Dalle loro risposte è emerso che in loro è in atto una trasformazione: “Prima di partire vivevo i giorni dando peso a certe cose piuttosto che ad altre. Ho capito, tornando a casa, che dovevo vivere più serenamente ridimensionando ogni problema”, mi confida Carmen. “Noi spesso ci preoccupiamo di mille cose. L’Africa e in particolare l’esperienza in Guinea Bissau – mi confida il parroco – mi ha confermato che non bisogna preoccuparsi ma semmai occuparsi dell’altro”.
D’ora in poi dentro di sé porteranno tanti ricordi. Posso affermare con tutta sincerità che parlando con loro ho interpretato nei loro sguardi la consapevolezza che questo tipo di esperienza ti lascia dentro delle emozioni che difficilmente si possono metabolizzare.
Carmen me ne ha dato conferma quando ha accennato al suo “mal d’Africa”. Santo, invece, parlando delle celebrazioni stracolme di gente e della partecipazione festosa. Dentro loro vive ancora quella fame di sorrisi e abbracci.
“Un’immagine che porterò con me sempre è lo sguardo dei bambini che rimangono a fissarti da lontano per poi avvicinarsi lentamente sfiorandoti la pelle”, mi dice Santo. “La preghiera del Padre Nostro recitata da una bambina durante la messa”, l’immagine semplice ma carica di significato a cui Carmen sarà sempre legata.
Dodici volontari in missione in Guinea Bissau
La missione vissuta da don Santo Leonardi e Carmen Cutuli e da altri volontari, in tutto dodici, è l’ultima delle tante promosse da Sebastiano Genco, infermiere e diacono acese, fondatore nel 1998 dell’associazione Amici delle missioni.
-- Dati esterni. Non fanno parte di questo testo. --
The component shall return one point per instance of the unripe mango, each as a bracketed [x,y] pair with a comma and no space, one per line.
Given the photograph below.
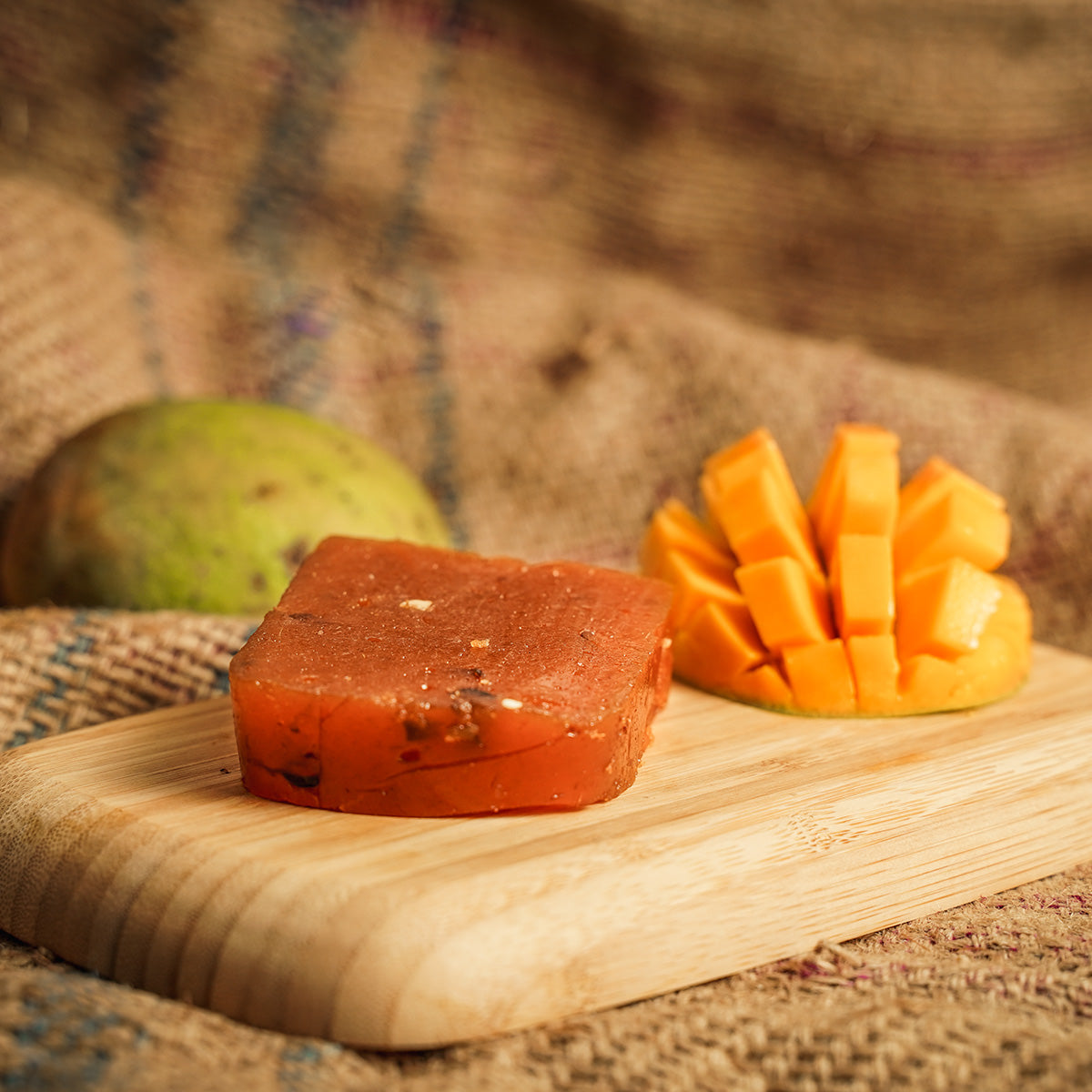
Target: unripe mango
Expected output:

Grazie a queste iniziative quella realtà afflitta da miseria e povertà sta cambiando volto. Tanto però rimane da fare. Soprattutto non bisogna smettere di donare amore. Nei villaggi visitati della Guinea Bissau rimangono tante opere buone compiute: le adozioni che sia Santo che Carmen hanno aperto personalmente anche facendo da ponte per altri amici dalla Sicilia, l’avvio dei pozzi per estrarre l’acqua, l’assistenza alle scuole. Ma soprattutto la loro testimonianza attraverso la missione.
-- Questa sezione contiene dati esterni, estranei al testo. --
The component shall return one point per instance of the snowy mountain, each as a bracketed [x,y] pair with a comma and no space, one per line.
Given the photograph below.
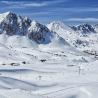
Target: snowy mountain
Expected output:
[84,37]
[84,29]
[12,25]
[38,61]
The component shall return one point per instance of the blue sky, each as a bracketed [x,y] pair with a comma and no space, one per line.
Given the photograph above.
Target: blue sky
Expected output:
[45,11]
“Loro – mi dicono – hanno tanti sogni. C’è chi vuole diventare calciatore, chi medico, chi avvocato. Hanno la speranza di apportare un miglioramento per la loro società. Ma rimangono legati saldamente alle loro tradizioni e non vogliono stravolgerli ma conviverci, nutrendo al tempo stesso una speranza di riscatto”.